Home >Database >Mysql Tutorial >Optimizing SQL queries: How to write high-performance SQL statements
The execution plan is a query plan made by the database based on the SQL statement and the statistical information of the related tables. This plan is automatically analyzed and generated by the query optimizer. For example, if a SQL statement is used to query 1 record from a table with 100,000 records, records, the query optimizer will choose the "index search" method. If the table is archived and there are currently only 5,000 records left, the query optimizer will change the plan and use the "full table scan" method.
It can be seen that the execution plan is not fixed, it is "personalized". There are two important points in generating a correct "execution plan":
(1) Does the SQL statement clearly tell the query optimizer what it wants to do?
(2) Is the database statistical information obtained by the query optimizer up to date and correct?
For the following two SQL statements, programmers think they are the same, but the database query optimizer thinks they are different.
select*from dual select*From dual
In fact, if the case is different, the query analyzer considers it to be two different SQL statements and must be parsed twice.

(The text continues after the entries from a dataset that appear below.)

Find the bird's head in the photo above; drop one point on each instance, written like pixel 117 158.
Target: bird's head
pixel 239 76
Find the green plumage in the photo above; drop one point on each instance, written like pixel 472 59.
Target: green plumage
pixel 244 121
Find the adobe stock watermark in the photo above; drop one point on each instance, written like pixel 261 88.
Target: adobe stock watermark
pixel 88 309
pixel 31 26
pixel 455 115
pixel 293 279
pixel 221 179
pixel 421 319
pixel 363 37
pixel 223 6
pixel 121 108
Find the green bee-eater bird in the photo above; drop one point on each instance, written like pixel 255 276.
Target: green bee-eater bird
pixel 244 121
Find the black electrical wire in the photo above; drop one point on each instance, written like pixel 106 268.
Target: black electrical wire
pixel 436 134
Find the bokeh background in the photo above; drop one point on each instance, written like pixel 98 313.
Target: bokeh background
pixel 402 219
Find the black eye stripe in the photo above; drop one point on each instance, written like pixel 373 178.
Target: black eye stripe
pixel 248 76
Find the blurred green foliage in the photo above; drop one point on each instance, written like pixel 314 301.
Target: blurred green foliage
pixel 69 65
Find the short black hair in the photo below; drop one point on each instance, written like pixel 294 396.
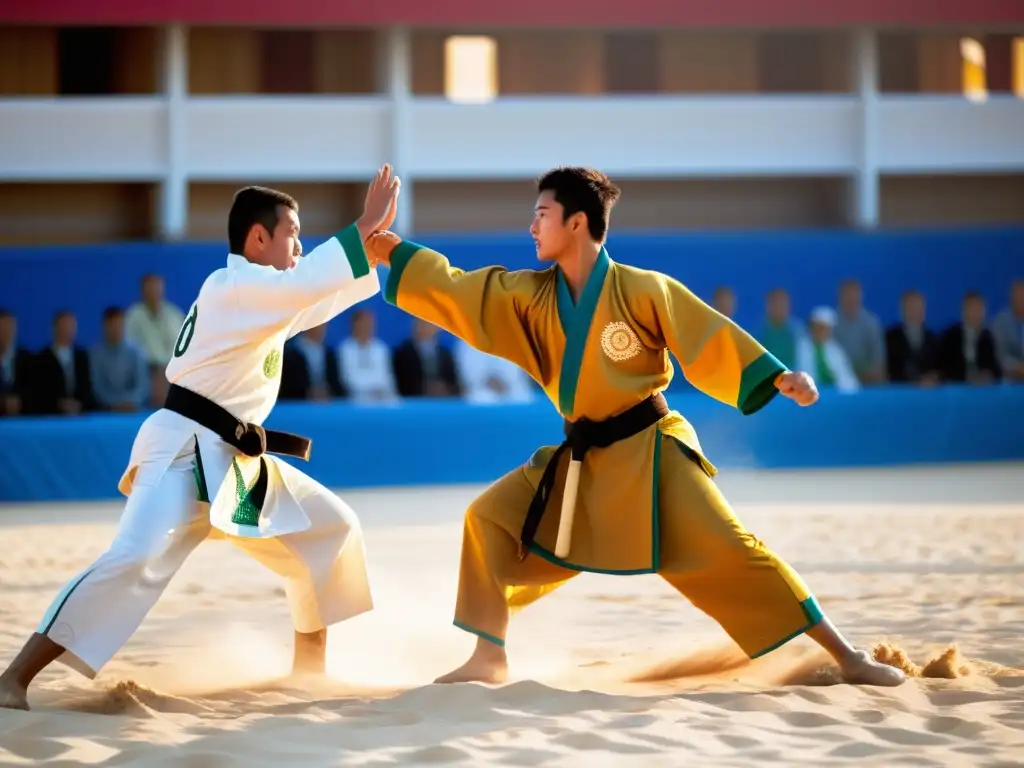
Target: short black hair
pixel 584 190
pixel 255 205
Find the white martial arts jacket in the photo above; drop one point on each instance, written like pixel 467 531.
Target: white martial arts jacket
pixel 229 350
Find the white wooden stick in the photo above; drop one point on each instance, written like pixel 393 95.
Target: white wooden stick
pixel 564 541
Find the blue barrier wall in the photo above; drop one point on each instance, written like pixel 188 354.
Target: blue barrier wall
pixel 39 281
pixel 431 442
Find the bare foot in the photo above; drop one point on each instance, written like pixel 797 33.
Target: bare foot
pixel 860 669
pixel 487 665
pixel 13 696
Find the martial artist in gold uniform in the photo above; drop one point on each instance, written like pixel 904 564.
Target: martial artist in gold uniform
pixel 596 335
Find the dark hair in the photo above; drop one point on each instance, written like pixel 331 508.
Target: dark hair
pixel 255 205
pixel 583 190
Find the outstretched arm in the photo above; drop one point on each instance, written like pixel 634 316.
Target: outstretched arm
pixel 487 308
pixel 718 356
pixel 331 279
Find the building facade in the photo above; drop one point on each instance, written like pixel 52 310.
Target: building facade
pixel 122 120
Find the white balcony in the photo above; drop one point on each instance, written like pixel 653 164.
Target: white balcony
pixel 324 139
pixel 274 138
pixel 927 134
pixel 72 139
pixel 640 136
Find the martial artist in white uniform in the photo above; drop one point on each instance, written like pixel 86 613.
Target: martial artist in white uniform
pixel 183 480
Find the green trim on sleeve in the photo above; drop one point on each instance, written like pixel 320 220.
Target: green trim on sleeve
pixel 351 244
pixel 757 386
pixel 399 260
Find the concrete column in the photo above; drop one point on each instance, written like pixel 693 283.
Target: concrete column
pixel 866 182
pixel 173 206
pixel 395 76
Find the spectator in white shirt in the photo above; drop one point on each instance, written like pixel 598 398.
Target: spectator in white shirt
pixel 153 326
pixel 823 357
pixel 366 361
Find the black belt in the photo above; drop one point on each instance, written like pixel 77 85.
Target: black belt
pixel 580 437
pixel 251 439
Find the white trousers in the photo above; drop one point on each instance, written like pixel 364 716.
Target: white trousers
pixel 99 609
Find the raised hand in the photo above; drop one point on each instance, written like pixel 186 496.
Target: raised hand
pixel 379 247
pixel 381 204
pixel 799 387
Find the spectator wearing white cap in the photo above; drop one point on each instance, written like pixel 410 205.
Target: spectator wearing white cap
pixel 821 356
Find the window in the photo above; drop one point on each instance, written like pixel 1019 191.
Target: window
pixel 973 55
pixel 86 61
pixel 471 69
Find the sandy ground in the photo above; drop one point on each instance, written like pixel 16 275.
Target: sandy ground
pixel 925 559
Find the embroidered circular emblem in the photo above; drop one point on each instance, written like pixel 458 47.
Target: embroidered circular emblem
pixel 620 342
pixel 271 364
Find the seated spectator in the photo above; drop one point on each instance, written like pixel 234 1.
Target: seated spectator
pixel 366 361
pixel 967 350
pixel 781 332
pixel 912 348
pixel 153 326
pixel 309 368
pixel 59 381
pixel 859 333
pixel 423 367
pixel 118 370
pixel 821 356
pixel 14 365
pixel 488 379
pixel 1008 328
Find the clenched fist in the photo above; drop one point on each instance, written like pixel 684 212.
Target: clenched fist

Generate 2 execution plans. Therefore, as a programmer, you should ensure that the same query statement is consistent everywhere, even one more space will not work!
I often see that a SQL statement captured from the database is as long as 2 A4 sheets of paper when printed. Generally speaking, there are usually problems with such complex statements. I took this 2-page long SQL statement to ask the original author, but he said it took too long and he couldn't understand it for a while. It is conceivable that even the original author may be confused by the SQL statement, and the database will be confused as well.
Generally, the results of a Select statement are used as a subset, and then the query is performed from the subset. This kind of one-level nested statement is relatively common, but according to experience, if there are more than three levels of nesting, the query optimizer will easily give Wrong execution plan. Because it was stunned. Things like artificial intelligence are ultimately inferior to human resolution. If people are dizzy, I can guarantee that the database will be dizzy as well.
In addition, the execution plan can be reused, and the simpler the SQL statement, the higher the possibility of being reused. As long as one character changes in a complex SQL statement, it must be re-parsed, and then a lot of garbage will be stuffed in the memory. It is conceivable how inefficient the database will be.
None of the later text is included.